B. Fund Lending Role in a Globalized World

9. Fund financing. Demand for Fund facilities shrank in recent years, reflecting higher private capital flows as well as other factors such as strengthened policy frameworks and substantial debt relief (see Tables 5 and 6 for current arrangements and balances). However, lower demand for Fund resources may also reflect the need for facilities to adapt. While the Fund currently has tools to help members meet balance of payments needs, adjustments may be necessary to address concerns that the Fund’s instruments are not always tailored to provide the services members seek, and that they send negative signals about prospects, come with too many conditions, provide too little financing, and are too costly. And the Macro-Financial and Cross-Border Risks study noted above identified new sources of risk that could affect members’ balance of payments needs.

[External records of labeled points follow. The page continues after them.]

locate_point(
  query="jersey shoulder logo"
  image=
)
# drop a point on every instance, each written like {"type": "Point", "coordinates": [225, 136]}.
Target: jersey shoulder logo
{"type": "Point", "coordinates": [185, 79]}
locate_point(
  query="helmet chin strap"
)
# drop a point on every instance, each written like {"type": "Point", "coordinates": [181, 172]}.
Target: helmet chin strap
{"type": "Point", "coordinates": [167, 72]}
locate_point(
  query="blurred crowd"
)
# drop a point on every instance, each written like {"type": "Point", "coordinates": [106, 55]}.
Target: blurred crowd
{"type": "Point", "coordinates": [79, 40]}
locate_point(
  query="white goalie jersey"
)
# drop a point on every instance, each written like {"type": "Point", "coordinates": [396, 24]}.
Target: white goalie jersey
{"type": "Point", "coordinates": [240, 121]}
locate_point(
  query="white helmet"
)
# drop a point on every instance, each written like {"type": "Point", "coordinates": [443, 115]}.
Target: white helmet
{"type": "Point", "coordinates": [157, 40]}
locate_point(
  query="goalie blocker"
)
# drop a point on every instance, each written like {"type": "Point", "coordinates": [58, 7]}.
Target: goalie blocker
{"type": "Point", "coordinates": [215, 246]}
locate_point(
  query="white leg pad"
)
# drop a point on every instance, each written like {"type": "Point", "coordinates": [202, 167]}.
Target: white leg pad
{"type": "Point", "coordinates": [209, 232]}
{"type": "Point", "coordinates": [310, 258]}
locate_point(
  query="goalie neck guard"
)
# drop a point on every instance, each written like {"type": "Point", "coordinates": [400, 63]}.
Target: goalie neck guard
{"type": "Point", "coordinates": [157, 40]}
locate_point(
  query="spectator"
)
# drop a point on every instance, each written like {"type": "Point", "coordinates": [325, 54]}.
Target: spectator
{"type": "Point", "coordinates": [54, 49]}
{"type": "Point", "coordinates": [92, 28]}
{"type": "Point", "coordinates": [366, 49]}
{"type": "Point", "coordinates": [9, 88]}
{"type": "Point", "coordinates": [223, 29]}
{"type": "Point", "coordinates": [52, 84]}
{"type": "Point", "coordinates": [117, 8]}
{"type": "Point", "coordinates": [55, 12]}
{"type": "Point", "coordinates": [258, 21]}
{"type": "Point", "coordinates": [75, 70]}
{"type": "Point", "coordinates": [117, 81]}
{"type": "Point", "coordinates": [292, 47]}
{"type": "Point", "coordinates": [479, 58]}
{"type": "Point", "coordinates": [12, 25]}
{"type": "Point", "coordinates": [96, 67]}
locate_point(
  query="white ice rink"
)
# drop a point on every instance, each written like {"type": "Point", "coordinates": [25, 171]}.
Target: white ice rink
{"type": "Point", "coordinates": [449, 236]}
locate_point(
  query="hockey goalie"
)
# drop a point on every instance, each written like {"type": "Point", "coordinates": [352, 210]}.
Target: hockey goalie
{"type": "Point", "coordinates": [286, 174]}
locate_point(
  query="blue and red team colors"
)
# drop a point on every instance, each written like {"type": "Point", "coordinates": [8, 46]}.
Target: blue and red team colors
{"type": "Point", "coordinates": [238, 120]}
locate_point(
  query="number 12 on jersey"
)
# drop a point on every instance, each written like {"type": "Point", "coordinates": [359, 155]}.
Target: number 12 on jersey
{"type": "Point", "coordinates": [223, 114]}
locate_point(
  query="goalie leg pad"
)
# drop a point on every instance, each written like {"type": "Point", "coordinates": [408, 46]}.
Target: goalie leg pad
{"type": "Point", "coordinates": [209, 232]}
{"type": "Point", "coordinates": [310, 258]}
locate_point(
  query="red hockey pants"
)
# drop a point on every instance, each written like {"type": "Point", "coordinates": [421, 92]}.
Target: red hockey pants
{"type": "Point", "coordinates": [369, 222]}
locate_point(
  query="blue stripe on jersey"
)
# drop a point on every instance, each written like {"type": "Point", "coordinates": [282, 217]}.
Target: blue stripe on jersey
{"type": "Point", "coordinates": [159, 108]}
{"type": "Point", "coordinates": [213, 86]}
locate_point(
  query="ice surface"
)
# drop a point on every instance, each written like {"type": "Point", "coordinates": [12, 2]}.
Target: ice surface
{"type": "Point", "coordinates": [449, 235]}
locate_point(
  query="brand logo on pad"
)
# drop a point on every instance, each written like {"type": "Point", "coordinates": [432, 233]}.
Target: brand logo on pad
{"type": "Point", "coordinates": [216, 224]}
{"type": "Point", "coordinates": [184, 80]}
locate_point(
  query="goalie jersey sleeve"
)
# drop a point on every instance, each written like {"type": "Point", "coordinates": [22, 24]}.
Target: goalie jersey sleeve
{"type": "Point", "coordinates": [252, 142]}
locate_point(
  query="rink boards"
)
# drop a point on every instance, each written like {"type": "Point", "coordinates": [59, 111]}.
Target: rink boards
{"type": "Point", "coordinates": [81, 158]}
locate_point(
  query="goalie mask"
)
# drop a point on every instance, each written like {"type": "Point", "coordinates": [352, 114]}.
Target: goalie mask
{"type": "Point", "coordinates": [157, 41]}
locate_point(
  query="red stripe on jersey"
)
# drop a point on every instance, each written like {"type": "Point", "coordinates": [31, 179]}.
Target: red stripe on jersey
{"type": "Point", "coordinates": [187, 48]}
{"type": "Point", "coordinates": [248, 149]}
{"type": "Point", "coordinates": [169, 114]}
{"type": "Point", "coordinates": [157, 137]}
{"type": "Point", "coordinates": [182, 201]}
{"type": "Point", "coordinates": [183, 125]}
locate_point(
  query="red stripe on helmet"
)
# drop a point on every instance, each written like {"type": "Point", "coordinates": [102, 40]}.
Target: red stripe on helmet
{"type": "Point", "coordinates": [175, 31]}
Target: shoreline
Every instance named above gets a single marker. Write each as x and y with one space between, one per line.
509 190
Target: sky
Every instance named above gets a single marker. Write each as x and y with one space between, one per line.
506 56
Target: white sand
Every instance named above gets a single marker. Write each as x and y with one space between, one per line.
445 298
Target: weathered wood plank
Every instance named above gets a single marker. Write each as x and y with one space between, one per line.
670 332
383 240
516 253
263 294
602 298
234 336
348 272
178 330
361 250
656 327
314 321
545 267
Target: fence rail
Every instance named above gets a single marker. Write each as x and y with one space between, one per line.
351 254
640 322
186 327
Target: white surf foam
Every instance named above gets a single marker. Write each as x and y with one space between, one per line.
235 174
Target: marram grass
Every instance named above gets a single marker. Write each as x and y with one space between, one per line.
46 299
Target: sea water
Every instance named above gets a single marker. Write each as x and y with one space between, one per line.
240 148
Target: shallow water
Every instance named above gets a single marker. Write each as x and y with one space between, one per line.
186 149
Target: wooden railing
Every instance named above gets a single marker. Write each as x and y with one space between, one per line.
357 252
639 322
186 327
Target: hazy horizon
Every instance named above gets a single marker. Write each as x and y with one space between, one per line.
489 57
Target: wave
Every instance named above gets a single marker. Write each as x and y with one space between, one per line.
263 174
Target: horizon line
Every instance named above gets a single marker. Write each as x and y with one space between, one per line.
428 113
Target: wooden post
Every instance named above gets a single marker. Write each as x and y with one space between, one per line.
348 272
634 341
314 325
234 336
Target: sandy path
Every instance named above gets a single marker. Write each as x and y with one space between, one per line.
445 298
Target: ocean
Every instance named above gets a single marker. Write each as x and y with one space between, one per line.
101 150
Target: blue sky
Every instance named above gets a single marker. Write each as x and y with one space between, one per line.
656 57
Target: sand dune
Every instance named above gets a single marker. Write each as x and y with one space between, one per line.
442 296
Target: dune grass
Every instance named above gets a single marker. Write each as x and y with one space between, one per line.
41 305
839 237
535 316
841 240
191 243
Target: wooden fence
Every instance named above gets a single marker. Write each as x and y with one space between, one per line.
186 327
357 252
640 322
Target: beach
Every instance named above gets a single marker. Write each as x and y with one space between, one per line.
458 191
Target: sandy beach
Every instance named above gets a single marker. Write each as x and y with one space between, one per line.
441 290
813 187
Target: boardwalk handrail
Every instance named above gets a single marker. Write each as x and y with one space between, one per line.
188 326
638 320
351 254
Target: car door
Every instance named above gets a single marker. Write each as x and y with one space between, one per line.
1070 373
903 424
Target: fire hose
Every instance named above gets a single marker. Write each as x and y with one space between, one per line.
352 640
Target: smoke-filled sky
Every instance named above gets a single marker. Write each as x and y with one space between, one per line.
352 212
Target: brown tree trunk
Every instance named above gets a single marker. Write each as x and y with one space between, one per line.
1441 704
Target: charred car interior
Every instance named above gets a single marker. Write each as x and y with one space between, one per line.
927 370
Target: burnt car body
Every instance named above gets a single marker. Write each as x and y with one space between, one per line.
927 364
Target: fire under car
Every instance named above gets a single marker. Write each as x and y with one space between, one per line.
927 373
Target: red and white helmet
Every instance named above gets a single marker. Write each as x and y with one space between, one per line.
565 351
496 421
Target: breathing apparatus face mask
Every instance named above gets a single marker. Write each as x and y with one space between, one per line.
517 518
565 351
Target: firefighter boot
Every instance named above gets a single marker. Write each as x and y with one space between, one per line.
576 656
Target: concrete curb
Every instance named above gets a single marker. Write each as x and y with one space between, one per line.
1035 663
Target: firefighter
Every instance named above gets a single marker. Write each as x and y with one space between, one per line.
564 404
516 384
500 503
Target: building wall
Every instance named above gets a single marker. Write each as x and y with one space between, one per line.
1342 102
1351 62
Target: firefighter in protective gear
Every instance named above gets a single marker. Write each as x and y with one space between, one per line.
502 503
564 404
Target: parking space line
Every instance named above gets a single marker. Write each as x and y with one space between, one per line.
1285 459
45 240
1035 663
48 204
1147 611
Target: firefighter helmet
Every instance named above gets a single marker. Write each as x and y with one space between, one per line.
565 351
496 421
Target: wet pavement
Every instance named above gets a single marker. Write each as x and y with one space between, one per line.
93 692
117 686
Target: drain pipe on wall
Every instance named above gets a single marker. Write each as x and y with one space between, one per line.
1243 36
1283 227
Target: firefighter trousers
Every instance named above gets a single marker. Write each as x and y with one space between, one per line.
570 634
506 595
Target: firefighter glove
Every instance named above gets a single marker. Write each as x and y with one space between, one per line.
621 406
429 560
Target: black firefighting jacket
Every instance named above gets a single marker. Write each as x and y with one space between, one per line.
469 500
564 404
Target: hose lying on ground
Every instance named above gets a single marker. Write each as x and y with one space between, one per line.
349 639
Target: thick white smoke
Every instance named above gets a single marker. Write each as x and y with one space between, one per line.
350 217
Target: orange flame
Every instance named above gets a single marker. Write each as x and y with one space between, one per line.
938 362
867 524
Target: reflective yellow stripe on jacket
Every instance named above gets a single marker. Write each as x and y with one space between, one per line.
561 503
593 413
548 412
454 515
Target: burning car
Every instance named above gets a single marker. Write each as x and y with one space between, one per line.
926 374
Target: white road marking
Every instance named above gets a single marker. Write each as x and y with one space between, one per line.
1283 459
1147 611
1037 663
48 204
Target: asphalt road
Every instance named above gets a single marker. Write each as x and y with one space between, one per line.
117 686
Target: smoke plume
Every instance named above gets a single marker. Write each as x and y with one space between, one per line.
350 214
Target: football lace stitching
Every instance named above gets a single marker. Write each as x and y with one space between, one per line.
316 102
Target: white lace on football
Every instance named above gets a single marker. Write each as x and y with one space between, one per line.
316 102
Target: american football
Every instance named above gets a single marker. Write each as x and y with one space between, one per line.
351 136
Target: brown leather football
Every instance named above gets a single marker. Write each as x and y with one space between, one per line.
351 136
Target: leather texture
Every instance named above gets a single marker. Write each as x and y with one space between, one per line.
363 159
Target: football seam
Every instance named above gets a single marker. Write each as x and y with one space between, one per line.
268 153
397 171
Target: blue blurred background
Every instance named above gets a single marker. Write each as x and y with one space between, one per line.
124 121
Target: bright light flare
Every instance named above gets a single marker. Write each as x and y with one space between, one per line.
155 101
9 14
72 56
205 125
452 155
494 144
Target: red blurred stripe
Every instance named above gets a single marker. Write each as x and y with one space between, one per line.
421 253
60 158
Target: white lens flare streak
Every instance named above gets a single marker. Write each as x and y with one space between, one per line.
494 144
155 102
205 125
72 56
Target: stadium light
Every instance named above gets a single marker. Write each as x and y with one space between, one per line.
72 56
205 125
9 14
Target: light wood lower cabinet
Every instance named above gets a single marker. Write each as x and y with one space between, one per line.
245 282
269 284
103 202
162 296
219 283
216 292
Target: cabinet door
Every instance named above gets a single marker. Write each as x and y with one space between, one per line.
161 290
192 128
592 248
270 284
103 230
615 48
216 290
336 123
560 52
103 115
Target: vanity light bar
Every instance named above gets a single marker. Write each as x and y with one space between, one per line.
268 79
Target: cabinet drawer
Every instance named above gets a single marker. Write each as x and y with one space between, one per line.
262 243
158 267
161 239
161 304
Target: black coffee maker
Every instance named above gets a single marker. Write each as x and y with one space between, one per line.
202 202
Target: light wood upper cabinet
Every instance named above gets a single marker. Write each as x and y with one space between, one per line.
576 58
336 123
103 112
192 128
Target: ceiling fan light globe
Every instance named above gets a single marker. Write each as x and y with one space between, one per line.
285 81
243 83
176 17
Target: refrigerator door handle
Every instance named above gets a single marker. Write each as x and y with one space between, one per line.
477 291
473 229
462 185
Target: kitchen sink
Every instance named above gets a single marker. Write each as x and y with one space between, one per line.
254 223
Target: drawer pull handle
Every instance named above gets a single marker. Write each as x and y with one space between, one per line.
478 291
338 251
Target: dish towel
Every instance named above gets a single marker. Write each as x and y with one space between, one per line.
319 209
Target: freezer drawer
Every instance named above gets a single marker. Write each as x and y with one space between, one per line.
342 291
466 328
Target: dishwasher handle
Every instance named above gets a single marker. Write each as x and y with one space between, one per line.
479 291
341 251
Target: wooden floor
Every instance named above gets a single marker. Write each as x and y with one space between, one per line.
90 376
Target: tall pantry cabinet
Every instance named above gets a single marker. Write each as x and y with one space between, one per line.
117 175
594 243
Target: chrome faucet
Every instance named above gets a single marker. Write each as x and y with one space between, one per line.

In taking up these broad issues, the Review of the Fund’s Financing Role in Member Countries9 recognized that the Fund’s lending framework has been used flexibly on a case-by-case basis, striking a balance between adjustment and financing while playing a catalytic role. The review is at an early brainstorming stage, seeking Executive Directors’ views on potential new instruments; elimination or reform of rarely used instruments; and a range of other issues related to the rationale and modalities for Fund lending.

10. Road map for reforms. An initial discussion led the Executive Board to endorse a road map for reforms involving five work streams: (i) analytical considerations for Fund lending, looking at a range of issues such as market gaps, the coherence of the Fund’s lending framework, the balance of payments criterion for Fund lending, as well as the scope for innovation in and streamlining of instruments, including a possible extension of a PSI- like signaling instrument to other members; (ii) access limits and financing terms for using Fund resources; (iii) conditionality; (iv) lending role and facilities for low-income members; and (v) a new liquidity instrument for crisis prevention. The aim is to have Board discussions in all of these areas before the 2009 Spring Meetings and to take decisions as quickly as possible in those areas where there is a strong consensus and particular urgency (e.g., a liquidity instrument). After the Spring Meetings, a stock-taking exercise will determine how to pull all the building blocks together to set the stage for decisions in the remaining areas before the 2009 Annual Meetings.

11. IMF lending limits. The Executive Board will shortly consider again aspects such as the amount of financing normally available and the cost of Fund credit. The recent quota reform made important progress in realigning quotas—which determine how much a country can borrow from the Fund under normal circumstances (access limits)—for emerging markets that have grown rapidly (see Section II), but overall access has fallen substantially in the last decade relative to global output, trade, and capital flows. The Fund will assess whether higher normal access limits are warranted. After the Annual Meetings, proposals to simplify the system of interest rate surcharges—for large-scale borrowing and some cases of resources outstanding for a length of time—will be considered. These proposals, together with the framework for setting the rate of charge under the new income model agreed before the Spring Meetings, will provide a new pricing structure for Fund lending.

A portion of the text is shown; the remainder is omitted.